There’s enough to think about for most of us without thinking too much about thinking itself. 

But as a mindfulness teacher and keen thought-thinker, the data-stream running through our heads, how to talk about it, and what to do with it, provides me with an endless source of fascination.

Thinking, after all, along with emotions and body sensations, makes up our internal environment of self-awareness. This interiority is as much our home, as our house or apartment. We live in, and amongst, our thoughts, and the environment they create can feel joyful, bleak, or even threatening.

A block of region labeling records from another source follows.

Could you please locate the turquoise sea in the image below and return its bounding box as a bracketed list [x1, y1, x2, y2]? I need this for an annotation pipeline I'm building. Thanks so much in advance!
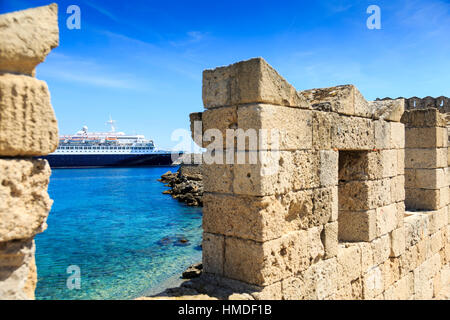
[36, 167, 202, 300]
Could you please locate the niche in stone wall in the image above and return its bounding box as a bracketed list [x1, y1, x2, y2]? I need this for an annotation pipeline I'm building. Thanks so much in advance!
[338, 150, 376, 242]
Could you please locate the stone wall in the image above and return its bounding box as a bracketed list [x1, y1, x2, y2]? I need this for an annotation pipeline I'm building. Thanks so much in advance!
[0, 4, 59, 299]
[177, 58, 450, 299]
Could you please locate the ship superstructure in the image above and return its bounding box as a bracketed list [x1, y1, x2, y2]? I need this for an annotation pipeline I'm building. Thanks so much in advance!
[40, 119, 181, 167]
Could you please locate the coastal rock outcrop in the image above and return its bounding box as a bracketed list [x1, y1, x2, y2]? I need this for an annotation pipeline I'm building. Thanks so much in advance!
[159, 164, 203, 207]
[0, 4, 59, 300]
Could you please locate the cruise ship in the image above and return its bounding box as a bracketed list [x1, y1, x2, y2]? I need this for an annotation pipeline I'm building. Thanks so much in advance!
[41, 118, 182, 168]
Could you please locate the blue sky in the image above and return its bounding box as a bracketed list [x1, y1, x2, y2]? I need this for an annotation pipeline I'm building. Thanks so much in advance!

The research suggests there are three types of thought which are so distinct they can be seen arising in different parts of the brain:

1. Insightful (problem-solving)

2. Experiential (task-focused)

3. Incessant (mind chatter)

Professionals tend to be highly skilled in analytical thinking and problem-solving which calls on both insightful and experiential thinking. On the other hand, they often suffer from significant periods of incessant thinking or mind chatter for the following fairly obvious reasons:

1. The to-do list is a never-ending stream of commitments.

2. The modern workplace is complex, emotionally-charged, political, and volatile.

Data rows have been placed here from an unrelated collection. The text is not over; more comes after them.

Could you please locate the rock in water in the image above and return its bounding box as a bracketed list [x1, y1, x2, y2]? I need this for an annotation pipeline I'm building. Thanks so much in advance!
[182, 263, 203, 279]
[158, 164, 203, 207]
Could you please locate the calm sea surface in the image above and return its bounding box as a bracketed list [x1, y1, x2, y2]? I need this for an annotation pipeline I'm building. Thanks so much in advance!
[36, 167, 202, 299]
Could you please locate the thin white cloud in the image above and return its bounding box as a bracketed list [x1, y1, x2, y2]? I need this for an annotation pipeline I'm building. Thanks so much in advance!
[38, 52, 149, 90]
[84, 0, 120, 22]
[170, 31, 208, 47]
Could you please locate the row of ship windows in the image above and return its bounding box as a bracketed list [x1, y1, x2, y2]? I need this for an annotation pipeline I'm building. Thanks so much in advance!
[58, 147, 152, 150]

3. Digital advancements have led to evaporating boundaries between work-time and home-time

4. A perfectionist streak is common, often accompanied by a vocal inner critic.

5. Personal life responsibilities, care-taking roles, social life, and more, add further weight to the load.

The outcomes of prolonged incessant thinking are just as predictable and include exhaustion, difficulties relaxing, and problems getting off to sleep. In addition, there can be a growing sense of low level anxiety and increasingly active amygdalae (the two pea-shaped panic-buttons in the brain which initiate the stress reaction getting us adrenalised and ready to respond to threats). We now know that these amygdalae grow larger and more sensitive the more they are activated, escalating the stress reaction more frequently than we might consider helpful (something which can also be reversed by a change of behaviour, such as taking up mindfulness meditation).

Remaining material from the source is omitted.